On 21 April 2017 a new International Arbitration Bill (the Bill) was presented to South Africa’s parliament, following a nearly 20-year long campaign by the South African Law Commission to modernise the country’s arbitration law. The Bill adopts (in the main) the UNCITRAL’s Model Law on International Commercial Arbitration (the Model Law) and updates the procedure for enforcement of foreign arbitration awards.

Currently, arbitration in South Africa is governed by the South African Arbitration Act 1965. The 1965 Act applies to both foreign and domestic arbitration proceedings. The recognition and enforcement of foreign arbitral awards is governed by the Recognition and Enforcement of Foreign Arbitral Awards Act 1977.  The 1965 Act gives the courts broad powers to intervene in the arbitration process. For example:

  • section 3 of the 1965 Act provides that the court may, “on good cause shown”, set aside the arbitration agreement, or order that any particular dispute referred to in the arbitration agreement shall not be referred to arbitration, or order that the arbitration agreement shall cease to have effect with reference to any dispute referred.
  • section 6 of the 1965 Act provides that the court may stay proceedings initiated by a party to an arbitration agreement, but only if a party makes an application to court requesting it, and does so “before delivering any pleadings or taking any other steps in the proceedings”; the court has the power to impose any conditions to the stay as it deems “just”.

Understandably, as these provisions give a great deal of discretion to the local courts to intervene in the arbitration process and thus increase uncertainty, parties are deterred from pursuing their international commercial disputes through arbitration in South Africa.

The Bill provides that the objects of the new legislation are to:

  • facilitate the use of arbitration as a method of resolving international commercial disputes,
  • adopt the UNCITRAL Model Law for use in international commercial disputes,
  • facilitate the recognition and enforcement of certain arbitration agreements and arbitral awards, and
  • give effect to the New York Convention on the Recognition and Enforcement of Foreign Arbitral Awards (the NY Convention).

Once enacted, the legislation will govern international commercial arbitration, but will not impact on the existing arbitration laws governing domestic disputes, which will continue to be governed by the existing 1965 Act. If enacted, the new law will apply to agreements entered into before and after the enactment of the Bill, provided that an arbitration has not already commenced before the Bill has become law. 

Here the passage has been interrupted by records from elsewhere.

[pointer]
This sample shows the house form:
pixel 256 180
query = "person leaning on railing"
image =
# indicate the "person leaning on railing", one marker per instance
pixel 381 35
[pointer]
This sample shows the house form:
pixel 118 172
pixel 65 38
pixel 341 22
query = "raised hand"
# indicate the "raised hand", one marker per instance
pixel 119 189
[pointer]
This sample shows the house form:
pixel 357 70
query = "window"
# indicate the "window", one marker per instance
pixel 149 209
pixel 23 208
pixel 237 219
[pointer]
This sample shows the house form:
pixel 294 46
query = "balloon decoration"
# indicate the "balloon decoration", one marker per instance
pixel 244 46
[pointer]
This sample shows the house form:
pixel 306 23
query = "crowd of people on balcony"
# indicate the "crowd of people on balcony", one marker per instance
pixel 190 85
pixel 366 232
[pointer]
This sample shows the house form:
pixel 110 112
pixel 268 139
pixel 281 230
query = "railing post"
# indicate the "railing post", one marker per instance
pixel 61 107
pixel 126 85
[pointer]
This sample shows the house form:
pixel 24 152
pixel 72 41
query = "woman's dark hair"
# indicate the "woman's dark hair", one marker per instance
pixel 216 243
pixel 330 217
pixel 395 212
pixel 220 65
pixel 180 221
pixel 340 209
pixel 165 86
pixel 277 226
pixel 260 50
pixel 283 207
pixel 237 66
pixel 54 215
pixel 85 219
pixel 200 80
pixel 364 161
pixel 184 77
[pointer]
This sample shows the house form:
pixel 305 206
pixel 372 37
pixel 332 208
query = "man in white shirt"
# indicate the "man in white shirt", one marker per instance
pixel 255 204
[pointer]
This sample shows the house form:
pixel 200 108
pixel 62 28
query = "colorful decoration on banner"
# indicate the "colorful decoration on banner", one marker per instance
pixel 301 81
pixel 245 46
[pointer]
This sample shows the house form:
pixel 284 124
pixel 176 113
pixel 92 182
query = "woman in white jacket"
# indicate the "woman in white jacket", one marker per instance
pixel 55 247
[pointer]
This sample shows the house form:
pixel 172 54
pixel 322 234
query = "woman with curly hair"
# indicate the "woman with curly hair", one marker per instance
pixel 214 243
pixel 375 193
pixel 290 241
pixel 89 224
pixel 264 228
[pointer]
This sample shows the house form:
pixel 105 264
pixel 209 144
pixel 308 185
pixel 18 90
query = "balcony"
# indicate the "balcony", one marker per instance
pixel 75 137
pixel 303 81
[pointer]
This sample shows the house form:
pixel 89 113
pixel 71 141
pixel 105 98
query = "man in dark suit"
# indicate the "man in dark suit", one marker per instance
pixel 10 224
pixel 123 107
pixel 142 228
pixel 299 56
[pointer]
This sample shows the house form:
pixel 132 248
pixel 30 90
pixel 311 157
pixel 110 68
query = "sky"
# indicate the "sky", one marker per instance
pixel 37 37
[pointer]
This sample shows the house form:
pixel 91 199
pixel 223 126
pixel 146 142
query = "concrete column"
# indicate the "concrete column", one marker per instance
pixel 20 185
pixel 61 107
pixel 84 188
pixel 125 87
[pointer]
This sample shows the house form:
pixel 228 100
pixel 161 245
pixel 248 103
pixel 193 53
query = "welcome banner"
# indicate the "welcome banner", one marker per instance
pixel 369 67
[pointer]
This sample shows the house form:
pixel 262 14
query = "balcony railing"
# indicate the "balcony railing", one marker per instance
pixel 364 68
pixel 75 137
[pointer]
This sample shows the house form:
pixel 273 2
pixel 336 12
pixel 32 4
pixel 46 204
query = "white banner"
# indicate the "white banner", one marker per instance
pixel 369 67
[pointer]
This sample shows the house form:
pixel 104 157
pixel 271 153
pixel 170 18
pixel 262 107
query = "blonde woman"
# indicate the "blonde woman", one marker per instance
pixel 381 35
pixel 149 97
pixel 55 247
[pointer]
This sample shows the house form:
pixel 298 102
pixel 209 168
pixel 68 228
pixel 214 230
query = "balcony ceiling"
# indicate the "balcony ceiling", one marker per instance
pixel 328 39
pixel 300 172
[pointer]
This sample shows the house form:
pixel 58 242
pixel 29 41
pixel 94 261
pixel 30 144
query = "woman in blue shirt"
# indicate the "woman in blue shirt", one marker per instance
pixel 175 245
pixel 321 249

The Bill incorporates the Model Law almost in its entirety and brings South Africa’s 1977 legislation dealing with the recognition and enforcement of foreign awards in line with the NY Convention, to which South Africa acceded in May 1976 without any reservations. Although the country implemented the NY Convention through the 1977 Act, its legislation nonetheless prohibits the enforcement of awards relating to mining, production, import, export, refining, possession or use, sale or ownership of any material located anywhere in the world, without the consent of the country’s Minister of Trade and Industries. It is proposed that this limitation will be abolished.

The Bill is aimed at making the country a more attractive jurisdiction for foreign parties to resolve their commercial disputes. On the one hand, the country’s efforts to modernise its outdated international arbitration law are welcome. On the other, these efforts are co-mingled with other legislation such as the recently passed Protection of Investment Act 2015 (not yet in force) which requires investors to pursue arbitration against the government only after first having exhausted domestic remedies and then having obtained consent by the State to arbitrate with a foreign investor. The international commercial community’s reaction to the new legislation remains to be seen.